Darf ich ausdrücken, was in diesem Augenblick unsere Seele bewegt? Darf ich in Worte kleiden, was in unserem Herzen vor sich geht? Wir kommen, um zu schenken und beschenkt zu werden. Wir tauschen mit der lieben Gottesmutter aus: unsere ganze Hilflosigkeit, Hilfsbereitschaft und Hilfstreue. Wir schenken ihr unsere Hilflosigkeit, und sie schenkt uns ihre Hilflosigkeit. Wir schenken ihr unsere Hilfsbereitschaft, und sie schenkt uns ihre Hilfsbereitschaft. Wir schenken ihr unsere Hilfstreue, und sie schenkt uns ihre Hilfstreue.

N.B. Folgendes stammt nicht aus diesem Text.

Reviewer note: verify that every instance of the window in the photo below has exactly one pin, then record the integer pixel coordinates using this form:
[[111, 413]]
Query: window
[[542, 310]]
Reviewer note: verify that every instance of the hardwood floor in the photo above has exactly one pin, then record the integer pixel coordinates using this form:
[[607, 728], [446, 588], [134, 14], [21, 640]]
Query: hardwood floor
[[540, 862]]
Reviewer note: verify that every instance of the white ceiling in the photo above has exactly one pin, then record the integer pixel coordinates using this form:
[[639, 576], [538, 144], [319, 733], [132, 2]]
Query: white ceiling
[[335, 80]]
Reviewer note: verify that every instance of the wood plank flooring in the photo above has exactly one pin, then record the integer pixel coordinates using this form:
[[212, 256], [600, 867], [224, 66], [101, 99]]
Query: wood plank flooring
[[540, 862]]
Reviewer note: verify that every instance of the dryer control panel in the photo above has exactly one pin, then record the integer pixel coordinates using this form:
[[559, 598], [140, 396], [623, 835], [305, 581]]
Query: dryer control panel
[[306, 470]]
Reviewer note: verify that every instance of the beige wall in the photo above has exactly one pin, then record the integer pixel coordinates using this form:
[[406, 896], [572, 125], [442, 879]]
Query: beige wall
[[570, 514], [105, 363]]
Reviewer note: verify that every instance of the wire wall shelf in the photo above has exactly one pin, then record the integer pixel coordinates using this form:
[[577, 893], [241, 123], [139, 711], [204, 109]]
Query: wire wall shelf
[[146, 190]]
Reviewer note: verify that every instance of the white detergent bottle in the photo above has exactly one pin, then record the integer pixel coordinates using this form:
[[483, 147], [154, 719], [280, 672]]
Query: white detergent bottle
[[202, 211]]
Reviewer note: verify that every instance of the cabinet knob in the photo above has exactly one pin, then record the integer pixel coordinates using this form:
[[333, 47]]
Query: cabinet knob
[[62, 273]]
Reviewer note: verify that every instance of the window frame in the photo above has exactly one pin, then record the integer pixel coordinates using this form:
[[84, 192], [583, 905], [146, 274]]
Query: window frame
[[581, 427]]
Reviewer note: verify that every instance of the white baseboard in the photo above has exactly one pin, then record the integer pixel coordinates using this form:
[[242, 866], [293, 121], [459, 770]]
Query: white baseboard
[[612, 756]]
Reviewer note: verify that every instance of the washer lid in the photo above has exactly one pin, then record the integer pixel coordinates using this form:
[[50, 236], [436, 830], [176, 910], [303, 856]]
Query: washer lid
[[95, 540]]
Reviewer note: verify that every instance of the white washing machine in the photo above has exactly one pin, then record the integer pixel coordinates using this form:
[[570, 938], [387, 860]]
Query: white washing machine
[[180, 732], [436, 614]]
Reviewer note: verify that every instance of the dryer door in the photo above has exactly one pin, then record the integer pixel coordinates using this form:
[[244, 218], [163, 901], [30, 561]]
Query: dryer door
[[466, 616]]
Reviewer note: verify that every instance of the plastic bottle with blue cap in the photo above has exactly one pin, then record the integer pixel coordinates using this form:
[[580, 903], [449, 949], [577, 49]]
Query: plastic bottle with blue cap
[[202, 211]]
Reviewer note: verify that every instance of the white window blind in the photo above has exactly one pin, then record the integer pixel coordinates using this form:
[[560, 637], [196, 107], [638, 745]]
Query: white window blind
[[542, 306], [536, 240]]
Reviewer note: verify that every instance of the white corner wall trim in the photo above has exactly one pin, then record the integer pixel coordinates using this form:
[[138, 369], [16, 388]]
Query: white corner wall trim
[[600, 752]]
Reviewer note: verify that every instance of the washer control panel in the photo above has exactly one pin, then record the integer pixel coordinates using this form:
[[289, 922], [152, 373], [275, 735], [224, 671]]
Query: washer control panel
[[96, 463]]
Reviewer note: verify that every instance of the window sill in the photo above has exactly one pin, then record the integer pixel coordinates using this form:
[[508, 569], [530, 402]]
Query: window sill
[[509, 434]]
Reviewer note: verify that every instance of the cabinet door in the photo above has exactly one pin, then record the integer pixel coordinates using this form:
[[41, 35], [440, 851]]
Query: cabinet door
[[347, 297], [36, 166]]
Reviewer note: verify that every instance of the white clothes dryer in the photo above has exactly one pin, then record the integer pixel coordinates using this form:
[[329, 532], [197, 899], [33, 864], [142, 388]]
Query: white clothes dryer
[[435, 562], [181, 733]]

Diese Gegenüberstellung erinnert uns unwillkürlich daran, dass der Zentralgedanke, der uns immer bewegt, der uns ständig vorwärtstreibt, der uns aber auch eine unerschütterliche Ruhe in allen Situationen sichert, der Bündnisgedanke ist. Er steht auch diesmal im Vordergrund unseres Interesses. Er gibt uns Antwort auf alle Fragen, die eine Lösung erheischen. Die beiden Partner, die seit Jahr und Tag zusammengehören, stehen sich in diesem Augenblick an heiliger Stätte erneut gegenüber. Und was wollen sie?

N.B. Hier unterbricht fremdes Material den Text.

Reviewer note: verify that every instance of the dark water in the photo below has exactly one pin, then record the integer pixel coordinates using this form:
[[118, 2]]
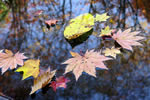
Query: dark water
[[128, 77]]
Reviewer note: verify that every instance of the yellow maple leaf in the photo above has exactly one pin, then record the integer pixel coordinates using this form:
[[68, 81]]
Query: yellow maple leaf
[[30, 68], [42, 80], [111, 52], [106, 31], [101, 17]]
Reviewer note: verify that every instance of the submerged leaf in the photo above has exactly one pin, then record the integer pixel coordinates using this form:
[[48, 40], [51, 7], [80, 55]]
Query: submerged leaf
[[30, 68], [127, 39], [10, 60], [112, 52], [86, 63], [42, 80]]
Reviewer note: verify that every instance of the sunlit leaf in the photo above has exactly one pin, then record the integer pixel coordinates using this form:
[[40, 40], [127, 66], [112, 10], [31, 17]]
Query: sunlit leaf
[[10, 60], [30, 68], [87, 63], [127, 39], [79, 26]]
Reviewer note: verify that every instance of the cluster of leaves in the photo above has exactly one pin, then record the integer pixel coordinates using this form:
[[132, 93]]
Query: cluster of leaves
[[80, 62]]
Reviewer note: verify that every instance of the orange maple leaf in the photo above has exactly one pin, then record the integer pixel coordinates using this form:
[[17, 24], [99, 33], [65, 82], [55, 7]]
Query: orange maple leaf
[[10, 60], [127, 39]]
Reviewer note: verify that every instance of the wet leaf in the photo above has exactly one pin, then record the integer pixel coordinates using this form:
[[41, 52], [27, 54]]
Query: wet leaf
[[127, 39], [112, 52], [87, 63], [30, 68], [42, 80], [10, 60]]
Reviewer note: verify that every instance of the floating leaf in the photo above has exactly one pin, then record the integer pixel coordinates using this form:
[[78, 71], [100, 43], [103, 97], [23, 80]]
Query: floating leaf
[[127, 39], [106, 32], [30, 68], [101, 17], [111, 52], [79, 26], [60, 82], [87, 63], [42, 80], [10, 60]]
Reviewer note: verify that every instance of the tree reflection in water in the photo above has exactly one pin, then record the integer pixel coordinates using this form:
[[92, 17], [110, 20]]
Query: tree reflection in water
[[22, 30]]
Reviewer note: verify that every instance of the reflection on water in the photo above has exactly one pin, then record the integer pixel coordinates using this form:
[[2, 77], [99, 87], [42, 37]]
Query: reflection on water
[[23, 29]]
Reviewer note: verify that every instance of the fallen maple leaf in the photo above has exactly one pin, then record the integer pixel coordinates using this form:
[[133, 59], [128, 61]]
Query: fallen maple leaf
[[30, 68], [88, 62], [127, 39], [101, 17], [42, 80], [60, 82], [111, 52], [10, 60]]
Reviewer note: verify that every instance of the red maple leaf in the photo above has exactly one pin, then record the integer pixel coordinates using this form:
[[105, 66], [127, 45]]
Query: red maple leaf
[[127, 39], [60, 82], [87, 63]]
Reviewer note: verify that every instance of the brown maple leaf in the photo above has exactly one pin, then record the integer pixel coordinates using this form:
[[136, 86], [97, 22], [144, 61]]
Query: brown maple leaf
[[10, 60], [127, 39], [87, 63]]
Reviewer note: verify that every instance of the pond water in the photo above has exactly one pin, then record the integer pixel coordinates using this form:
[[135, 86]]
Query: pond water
[[128, 77]]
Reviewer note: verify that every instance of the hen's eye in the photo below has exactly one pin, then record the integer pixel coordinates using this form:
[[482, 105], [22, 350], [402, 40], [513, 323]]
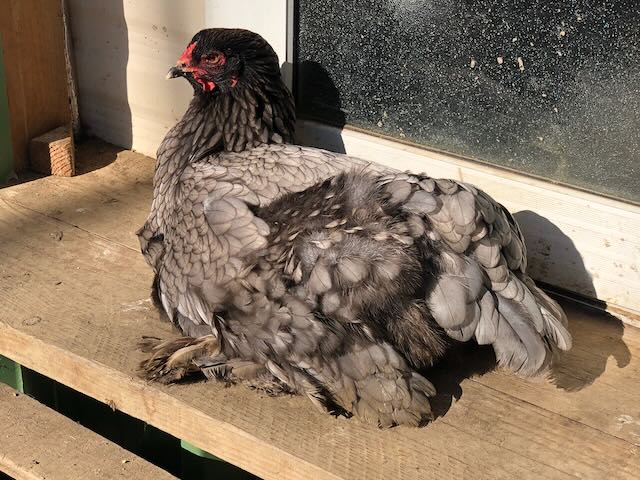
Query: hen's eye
[[215, 58]]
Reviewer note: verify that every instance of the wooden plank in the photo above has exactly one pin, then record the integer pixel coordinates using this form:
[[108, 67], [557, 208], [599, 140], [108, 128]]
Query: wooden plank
[[38, 443], [81, 298], [33, 37], [576, 240]]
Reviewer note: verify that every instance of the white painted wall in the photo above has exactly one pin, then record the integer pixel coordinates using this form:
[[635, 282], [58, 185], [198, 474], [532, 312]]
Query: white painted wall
[[124, 48]]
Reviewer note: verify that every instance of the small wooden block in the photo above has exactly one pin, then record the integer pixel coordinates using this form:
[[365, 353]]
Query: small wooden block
[[53, 153]]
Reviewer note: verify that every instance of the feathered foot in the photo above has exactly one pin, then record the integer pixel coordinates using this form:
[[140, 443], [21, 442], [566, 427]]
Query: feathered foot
[[172, 360], [409, 405], [236, 371]]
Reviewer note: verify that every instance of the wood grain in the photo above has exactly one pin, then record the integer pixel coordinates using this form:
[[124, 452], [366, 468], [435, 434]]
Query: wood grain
[[33, 37], [74, 303], [38, 443]]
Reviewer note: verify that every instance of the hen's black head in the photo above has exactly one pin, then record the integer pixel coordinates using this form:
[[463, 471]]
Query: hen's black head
[[220, 59]]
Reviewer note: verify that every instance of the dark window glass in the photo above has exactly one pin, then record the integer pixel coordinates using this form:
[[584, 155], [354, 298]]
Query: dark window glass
[[550, 88]]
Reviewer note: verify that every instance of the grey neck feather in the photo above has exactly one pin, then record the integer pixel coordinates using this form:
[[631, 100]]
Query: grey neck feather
[[241, 119]]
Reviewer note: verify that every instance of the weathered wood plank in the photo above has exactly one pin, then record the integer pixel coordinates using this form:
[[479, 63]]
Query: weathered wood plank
[[36, 443], [33, 37], [90, 321]]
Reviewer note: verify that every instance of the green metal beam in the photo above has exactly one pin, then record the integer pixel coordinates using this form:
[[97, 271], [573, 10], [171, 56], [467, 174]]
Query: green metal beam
[[11, 373], [6, 150]]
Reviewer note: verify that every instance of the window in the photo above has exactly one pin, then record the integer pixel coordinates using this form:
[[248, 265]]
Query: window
[[549, 88]]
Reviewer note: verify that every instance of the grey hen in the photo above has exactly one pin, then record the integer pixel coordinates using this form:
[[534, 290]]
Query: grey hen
[[288, 275]]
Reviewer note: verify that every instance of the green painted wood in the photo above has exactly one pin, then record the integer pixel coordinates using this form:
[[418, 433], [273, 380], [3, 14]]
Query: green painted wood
[[6, 150], [11, 373]]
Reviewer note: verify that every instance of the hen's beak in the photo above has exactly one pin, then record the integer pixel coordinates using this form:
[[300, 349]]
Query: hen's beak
[[174, 72]]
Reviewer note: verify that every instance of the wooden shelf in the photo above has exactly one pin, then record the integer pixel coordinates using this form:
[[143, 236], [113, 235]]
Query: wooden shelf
[[74, 302]]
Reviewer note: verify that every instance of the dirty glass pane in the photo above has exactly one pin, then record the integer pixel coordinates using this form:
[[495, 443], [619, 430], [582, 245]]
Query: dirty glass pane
[[550, 88]]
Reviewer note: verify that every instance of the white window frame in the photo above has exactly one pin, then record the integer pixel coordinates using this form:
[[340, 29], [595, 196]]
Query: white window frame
[[604, 232]]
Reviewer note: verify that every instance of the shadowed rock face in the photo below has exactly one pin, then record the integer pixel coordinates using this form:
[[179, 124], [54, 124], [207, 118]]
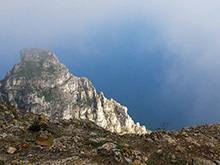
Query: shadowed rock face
[[43, 85]]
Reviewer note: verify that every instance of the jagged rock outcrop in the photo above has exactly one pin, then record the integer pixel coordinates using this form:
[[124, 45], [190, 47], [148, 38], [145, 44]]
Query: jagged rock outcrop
[[41, 84]]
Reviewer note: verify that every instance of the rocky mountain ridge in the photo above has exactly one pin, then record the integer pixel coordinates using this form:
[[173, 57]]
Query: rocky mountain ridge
[[30, 139], [42, 85]]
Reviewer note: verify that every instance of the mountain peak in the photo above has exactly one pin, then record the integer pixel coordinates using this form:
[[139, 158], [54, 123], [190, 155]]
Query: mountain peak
[[34, 54], [42, 85]]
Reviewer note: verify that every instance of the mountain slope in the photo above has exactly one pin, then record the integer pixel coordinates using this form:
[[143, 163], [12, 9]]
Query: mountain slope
[[28, 139], [41, 84]]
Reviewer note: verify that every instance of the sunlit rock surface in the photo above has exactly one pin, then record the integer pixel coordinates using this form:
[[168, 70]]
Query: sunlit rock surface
[[40, 84]]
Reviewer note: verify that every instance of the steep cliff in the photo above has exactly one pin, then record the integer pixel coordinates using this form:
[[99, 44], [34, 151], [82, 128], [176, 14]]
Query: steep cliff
[[41, 84]]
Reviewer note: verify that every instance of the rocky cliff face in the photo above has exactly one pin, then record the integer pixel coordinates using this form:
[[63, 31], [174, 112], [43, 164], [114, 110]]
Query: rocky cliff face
[[41, 84]]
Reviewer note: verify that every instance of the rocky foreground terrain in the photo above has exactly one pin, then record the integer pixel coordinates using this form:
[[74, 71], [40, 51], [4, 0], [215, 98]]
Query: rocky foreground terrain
[[27, 138], [41, 84]]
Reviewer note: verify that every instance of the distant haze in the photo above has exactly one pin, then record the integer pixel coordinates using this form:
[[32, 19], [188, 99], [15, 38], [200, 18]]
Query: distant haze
[[160, 58]]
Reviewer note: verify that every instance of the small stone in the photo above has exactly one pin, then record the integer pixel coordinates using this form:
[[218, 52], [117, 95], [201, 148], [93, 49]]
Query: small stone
[[11, 150]]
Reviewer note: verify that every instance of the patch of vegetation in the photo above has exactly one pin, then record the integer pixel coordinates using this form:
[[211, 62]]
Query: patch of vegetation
[[167, 159], [86, 102], [47, 96], [86, 138]]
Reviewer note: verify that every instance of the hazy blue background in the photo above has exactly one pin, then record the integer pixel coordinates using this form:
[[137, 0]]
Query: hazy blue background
[[160, 58]]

Was wir bringen, was wir schenken, das ist unsere Hilflosigkeit.
Es ist eine wirtschaftliche Hilflosigkeit. Halten Sie jetzt einen Augenblick inne. Ich denke zunächst an die, die die wirtschaftlichen Sorgen zu tragen haben. Diejenigen, die unmittelbar die Verantwortung übernommen haben, wollen das heute Abend schlicht tun; mit der ganzen Innigkeit, die in ihrer Seele steckt, wollen sie ihre ganze Hilflosigkeit der lieben Gottesmutter anbieten.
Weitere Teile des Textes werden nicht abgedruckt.